With all the best intentions

Friday 20 February 2015 — Homeport: Falmouth Harbor — early Lent

Yes, dear readers, even I have pet peeves. I know it’s hard to believe. One is when someone phones the rectory and says, “Father, I want to buy a Mass.” The caller, I presume, has all the best intentions but is just unsure of the proper vocabulary. Here’s another one. Someone comes into the Sacristy, hands me $10, and announces, “This is to pay for the Mass.” I try to be polite but I sometimes have to smile through gritted teeth. And a third example: Someone asks me to celebrate Holy Mass for a “special intention.” To celebrate that Mass, I don’t need to know the exact nature of the intention, but are not all prayer intentions special? 

I remember a story about the saintly Curé of Ars, who, overcome by curiosity, finally asked a parishioner the nature of her frequent “special intentions.”  She said she was praying fervently that he get transferred to some other parish. Sometimes it’s best if I don’t know the particulars.

Once, at the request of a parishioner, I said Mass for a “special intention.” I, like St. John Vianney, later learned the nature of the “special intention.” After Mass, with no prompting on my part, the woman volunteered additional information: “Well, I hope this keeps my nasty aunt from cursing me with the evil eye. She’s a witch, you know.” That was way more than I needed to know.  

The fact is that the person who arranged for the Mass intention and offered the stipend has neither bought nor paid for a Mass. That would be wrong on so many levels. What has happened is that I have accepted the responsibility of celebrating Mass according to the intentions of the person who has made the offering. This agreement may carry with it the obligation to say Mass on a particular date, at a particular time, and in a particular place. My acceptance is a Spiritual and internal act. Once I (or my representative) have accepted the commitment, justice requires that I fulfill it. Actually, I am free to offer up as many prayer intentions at Mass as I wish, but this one I must offer to God in a particular way and I can only accept one offering. Sometimes, in certain places, due to the shortage of priests and the large number of Mass intentions, a bishop may allow his priests to occasionally accept more than one intention for a single Mass — but only one stipend. 

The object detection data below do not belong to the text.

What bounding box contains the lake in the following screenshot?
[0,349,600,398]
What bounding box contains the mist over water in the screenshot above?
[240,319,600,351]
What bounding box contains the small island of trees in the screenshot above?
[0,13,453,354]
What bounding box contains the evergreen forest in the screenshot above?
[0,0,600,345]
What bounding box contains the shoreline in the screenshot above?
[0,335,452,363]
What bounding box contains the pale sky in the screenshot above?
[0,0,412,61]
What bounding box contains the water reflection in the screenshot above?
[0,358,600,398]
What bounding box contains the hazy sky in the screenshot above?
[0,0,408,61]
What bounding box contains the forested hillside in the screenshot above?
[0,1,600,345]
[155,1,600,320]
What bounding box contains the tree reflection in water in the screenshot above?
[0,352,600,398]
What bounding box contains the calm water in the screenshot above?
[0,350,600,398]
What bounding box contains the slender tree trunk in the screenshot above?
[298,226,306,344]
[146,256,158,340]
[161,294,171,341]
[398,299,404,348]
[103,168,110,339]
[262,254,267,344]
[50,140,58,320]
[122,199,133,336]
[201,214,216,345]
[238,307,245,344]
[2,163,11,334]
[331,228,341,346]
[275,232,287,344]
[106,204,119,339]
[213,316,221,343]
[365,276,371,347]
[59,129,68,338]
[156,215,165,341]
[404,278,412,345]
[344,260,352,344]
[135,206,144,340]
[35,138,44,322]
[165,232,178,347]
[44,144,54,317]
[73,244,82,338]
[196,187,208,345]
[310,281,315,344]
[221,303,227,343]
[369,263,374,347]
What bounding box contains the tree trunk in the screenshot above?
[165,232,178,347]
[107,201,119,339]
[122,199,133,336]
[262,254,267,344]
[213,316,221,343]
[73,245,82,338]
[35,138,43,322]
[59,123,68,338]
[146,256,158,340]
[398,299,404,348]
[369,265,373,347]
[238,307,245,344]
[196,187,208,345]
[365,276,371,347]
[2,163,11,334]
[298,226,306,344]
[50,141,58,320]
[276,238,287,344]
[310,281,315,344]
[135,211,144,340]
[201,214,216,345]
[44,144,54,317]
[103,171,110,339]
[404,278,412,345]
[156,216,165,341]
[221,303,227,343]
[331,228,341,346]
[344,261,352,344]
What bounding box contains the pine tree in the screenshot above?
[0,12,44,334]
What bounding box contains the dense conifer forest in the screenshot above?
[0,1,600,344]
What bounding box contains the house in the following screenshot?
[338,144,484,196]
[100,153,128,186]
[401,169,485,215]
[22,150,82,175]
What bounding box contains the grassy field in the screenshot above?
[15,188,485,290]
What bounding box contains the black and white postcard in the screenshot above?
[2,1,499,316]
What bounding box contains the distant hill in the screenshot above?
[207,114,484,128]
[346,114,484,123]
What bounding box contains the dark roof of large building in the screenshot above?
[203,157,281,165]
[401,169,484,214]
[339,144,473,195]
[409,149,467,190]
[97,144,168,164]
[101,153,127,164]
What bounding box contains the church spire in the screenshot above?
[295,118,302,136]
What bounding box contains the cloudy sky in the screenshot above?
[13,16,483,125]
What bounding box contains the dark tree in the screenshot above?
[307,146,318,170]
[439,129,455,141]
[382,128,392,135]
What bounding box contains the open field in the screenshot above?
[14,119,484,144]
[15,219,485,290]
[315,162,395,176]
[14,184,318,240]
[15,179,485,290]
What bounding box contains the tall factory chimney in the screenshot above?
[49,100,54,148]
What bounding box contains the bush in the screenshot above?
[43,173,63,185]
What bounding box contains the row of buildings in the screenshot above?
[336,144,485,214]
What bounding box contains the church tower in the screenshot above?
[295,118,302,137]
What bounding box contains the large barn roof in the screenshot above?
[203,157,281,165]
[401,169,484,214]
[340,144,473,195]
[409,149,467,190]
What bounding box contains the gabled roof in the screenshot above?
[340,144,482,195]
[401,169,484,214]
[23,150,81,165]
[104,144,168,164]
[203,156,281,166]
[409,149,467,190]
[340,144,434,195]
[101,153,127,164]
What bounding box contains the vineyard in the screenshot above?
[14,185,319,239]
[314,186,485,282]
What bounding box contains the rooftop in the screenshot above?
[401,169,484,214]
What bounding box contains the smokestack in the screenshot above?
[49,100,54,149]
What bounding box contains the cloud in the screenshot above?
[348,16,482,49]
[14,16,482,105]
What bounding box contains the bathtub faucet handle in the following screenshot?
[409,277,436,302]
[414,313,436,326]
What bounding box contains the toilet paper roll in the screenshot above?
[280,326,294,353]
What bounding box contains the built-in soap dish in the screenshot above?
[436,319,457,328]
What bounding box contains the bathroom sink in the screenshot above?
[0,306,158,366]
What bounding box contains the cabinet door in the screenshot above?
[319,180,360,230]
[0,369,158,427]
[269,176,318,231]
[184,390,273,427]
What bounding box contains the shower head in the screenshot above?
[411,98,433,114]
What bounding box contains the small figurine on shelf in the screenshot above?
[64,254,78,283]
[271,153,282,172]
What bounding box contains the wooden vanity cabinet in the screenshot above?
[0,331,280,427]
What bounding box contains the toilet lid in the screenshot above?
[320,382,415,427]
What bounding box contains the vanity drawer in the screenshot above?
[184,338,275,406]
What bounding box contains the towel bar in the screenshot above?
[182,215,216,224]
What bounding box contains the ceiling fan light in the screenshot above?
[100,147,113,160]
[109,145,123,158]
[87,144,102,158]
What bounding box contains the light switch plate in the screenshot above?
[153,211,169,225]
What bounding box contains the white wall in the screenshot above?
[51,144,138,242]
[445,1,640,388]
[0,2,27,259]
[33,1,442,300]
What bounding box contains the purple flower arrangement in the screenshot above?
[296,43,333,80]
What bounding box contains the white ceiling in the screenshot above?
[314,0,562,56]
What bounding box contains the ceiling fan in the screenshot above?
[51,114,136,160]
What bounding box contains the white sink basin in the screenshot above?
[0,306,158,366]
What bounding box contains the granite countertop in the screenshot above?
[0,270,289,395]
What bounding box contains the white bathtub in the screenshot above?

Sometimes a lector will say in the Prayer of the Faithful something like, “for whom this Mass is offered.” This is patently untrue. All the dead are remembered in every Mass celebrated anywhere in the world. So are all the living. The priest celebrant and every person in the assembly can properly have his or her prayer intention at Mass. These may be identical, but they don’t have to be. 

Since my prayer intention is Spiritual and internal, I am not obliged to announce it to the assembly. I do so not as a benefit to the deceased, but as a comfort to the living. Even so, unless it is a Mass for the Dead, I do not have the right to insert names into the Eucharistic Prayer. No priest has the right to insert a single word into the Eucharistic Prayer. In solicitude for the family, it is often helpful to make a public announcement in the parish bulletin or add the name to the Prayer of the Faithful that day or announce the name before Mass begins or post the name on the church bulletin board. Another way of alerting a grieving family to a Mass intention is the Mass card. This can be a great comfort at the time of death — immeasurably more efficacious than a floral piece or a commemorative plaque. 

I put out a list of the weekly intentions for the priest celebrants. If one has poor eyesight and can’t make out the name, that’s OK. He is still offering Mass for the intention of the donor. If someone mispronounces the name, that’s unfortunate but it does not affect the Mass intention. If the wrong name is announced, the Mass should probably be rescheduled. 

Am I obliged to say Mass every day? Strictly speaking, no. It’s strongly recommended but I, like you, have only the obligation to participate at Mass on Sundays and Holy Days. As a pastor, I also have the obligation to say a Sunday or Holy Day Mass for the people. I celebrate Mass because I want to. When I was a young curate, Father John Driscoll often advised me, “Tim, when you celebrate Holy Mass, you are exercising the gift of your priesthood to the fullest.” 

A stipend is not a fee. In the (very) old days, it was a donation to help defray the cost of consumables (candles, bread, wine, etc.). The requested amount of the stipend is now usually standardized within each diocese. 

I hope this clarifies things a bit. Remember, I have all the best intentions. 

Anchor columnist Father Goldrick is pastor of St. Patrick’s Parish in Falmouth.